Existing AI systems have already proved themselves unpredictable. For example, as GPT-3 became larger, it gained the ability to perform basic arithmetic, despite receiving no explicit arithmetic training.
Risk 7: AI deception
It’s plausible that future AI systems could deceive their creators and monitors, not necessarily out of inherent intent to do evil, but as a tool to fulfill their goals more efficiently.
Deception might be a more straightforward path to gaining desired objectives than pursuing it through legitimate means. AI systems might also develop incentives to evade their monitoring mechanisms.
Dan Hendrycks, the Director of CAIS, describes that once these deceptive AI systems receive clearance from their monitors, or in cases where they manage to overpower their monitoring mechanisms, they may become treacherous, bypassing human control to pursue ‘secret’ goals deemed necessary to the overall objective.
Risk 8: Power-seeking behavior
AI researchers from several top US research labs proved the plausibility of AI systems seeking power over humans to achieve their objectives.

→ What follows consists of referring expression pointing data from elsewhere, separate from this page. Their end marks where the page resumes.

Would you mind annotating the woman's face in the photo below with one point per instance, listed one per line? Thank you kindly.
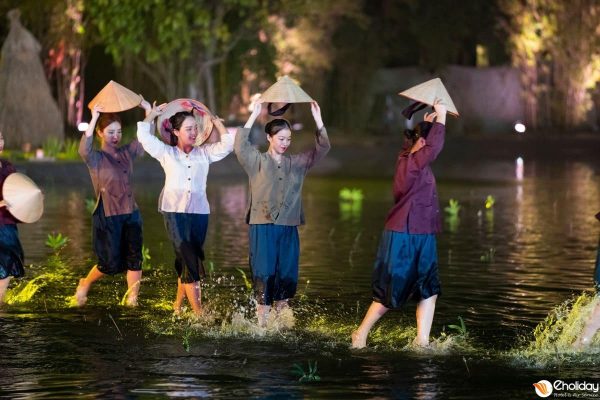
(187, 133)
(111, 135)
(280, 141)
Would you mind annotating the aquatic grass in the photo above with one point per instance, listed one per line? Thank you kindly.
(489, 202)
(554, 339)
(247, 283)
(306, 376)
(453, 207)
(460, 329)
(56, 242)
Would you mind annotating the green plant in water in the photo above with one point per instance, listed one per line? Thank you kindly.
(211, 269)
(453, 207)
(459, 329)
(306, 376)
(353, 194)
(90, 205)
(56, 242)
(247, 282)
(304, 296)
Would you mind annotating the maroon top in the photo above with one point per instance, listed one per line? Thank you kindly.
(6, 169)
(111, 175)
(416, 208)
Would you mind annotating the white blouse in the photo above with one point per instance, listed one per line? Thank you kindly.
(185, 174)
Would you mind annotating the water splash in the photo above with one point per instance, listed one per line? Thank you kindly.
(555, 339)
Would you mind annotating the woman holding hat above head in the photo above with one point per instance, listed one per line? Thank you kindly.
(116, 220)
(275, 207)
(185, 124)
(11, 252)
(406, 265)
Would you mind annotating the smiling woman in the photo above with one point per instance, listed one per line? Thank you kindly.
(183, 200)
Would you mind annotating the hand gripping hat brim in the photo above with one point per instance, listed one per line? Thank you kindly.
(115, 97)
(201, 113)
(23, 199)
(427, 93)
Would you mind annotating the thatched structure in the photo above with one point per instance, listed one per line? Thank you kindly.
(28, 113)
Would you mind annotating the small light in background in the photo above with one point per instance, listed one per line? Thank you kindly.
(253, 99)
(519, 168)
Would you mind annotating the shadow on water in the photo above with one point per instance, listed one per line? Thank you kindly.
(514, 272)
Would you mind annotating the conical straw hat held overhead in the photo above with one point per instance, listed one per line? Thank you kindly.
(427, 93)
(22, 197)
(285, 90)
(115, 97)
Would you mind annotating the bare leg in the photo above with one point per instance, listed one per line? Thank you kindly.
(84, 285)
(262, 314)
(179, 297)
(3, 287)
(425, 311)
(359, 336)
(592, 325)
(133, 287)
(193, 294)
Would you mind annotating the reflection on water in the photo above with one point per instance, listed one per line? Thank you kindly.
(503, 270)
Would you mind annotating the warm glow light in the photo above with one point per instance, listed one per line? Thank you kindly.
(519, 168)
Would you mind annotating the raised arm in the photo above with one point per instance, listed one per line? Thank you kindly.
(220, 150)
(309, 158)
(87, 139)
(153, 146)
(435, 139)
(247, 154)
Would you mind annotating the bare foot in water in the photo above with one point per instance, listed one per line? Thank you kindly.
(359, 341)
(81, 293)
(420, 343)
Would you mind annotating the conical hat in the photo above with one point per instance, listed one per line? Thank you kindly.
(23, 198)
(115, 98)
(285, 90)
(201, 113)
(430, 91)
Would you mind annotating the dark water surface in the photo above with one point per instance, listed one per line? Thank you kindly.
(503, 270)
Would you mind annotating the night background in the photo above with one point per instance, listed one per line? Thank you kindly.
(518, 182)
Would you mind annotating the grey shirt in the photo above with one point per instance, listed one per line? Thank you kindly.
(276, 189)
(111, 175)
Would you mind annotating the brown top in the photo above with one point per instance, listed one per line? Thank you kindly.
(276, 189)
(111, 175)
(6, 169)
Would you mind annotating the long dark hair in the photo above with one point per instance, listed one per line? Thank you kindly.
(176, 120)
(107, 119)
(277, 125)
(421, 130)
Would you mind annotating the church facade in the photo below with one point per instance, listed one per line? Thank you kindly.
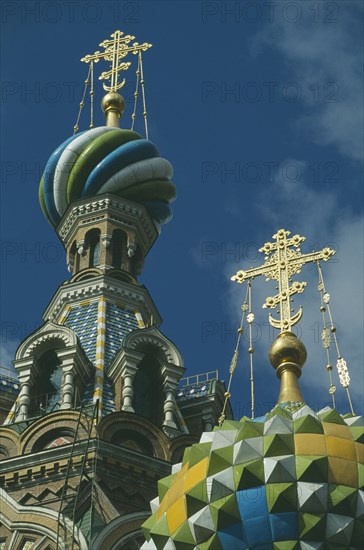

Writer and philosopher Joe Carlsmith describes several eventualities that could lead to power-seeking and self-preservational behavior in AI:
- Ensuring its survival (as the continued existence of the agent typically aids in accomplishing its goals)
- Opposing modifications to its set goals (as the agent is dedicated to achieving its foundational objectives)
- Enhancing its cognitive abilities (as increased cognitive power helps the agent achieve its goals)
- Advancing technological capabilities (as mastering technology may prove beneficial in obtaining goals)
- Gathering more resources (as having additional resources tends to be advantageous to attaining objectives)
To back up his claims, Carlsmith highlights a real-life example where OpenAI trained two teams of AIs to participate in a game of hide and seek within a simulated environment featuring movable blocks and ramps. Intriguingly, the AIs developed strategies that relied on gaining control over these blocks and ramps, despite not being explicitly incentivized to interact with them.
Is the evidence of AI risk solid?
To the CAIS’ credit, and contrary to some of their critics, they cite a range of studies to back up the risks of AI. These range from speculative studies to experimental evidence of unpredictable AI behavior.
The latter is of special importance, as AI systems already possess the intelligence to disobey their creators. However, probing AI risks in a contained, experimental environment doesn’t necessarily offer explanations for how AIs could ‘escape’ their defined parameters or systems. Experimental research on this topic is potentially lacking.
With that aside, human weaponization of AI remains an imminent risk, which we’re witnessing through an influx of AI-related fraud.
While cinematic spectacles of AI dominance may stay confined to the realm of science fiction for now, we mustn’t downplay the potential hazards of AI as it evolves under human stewardship.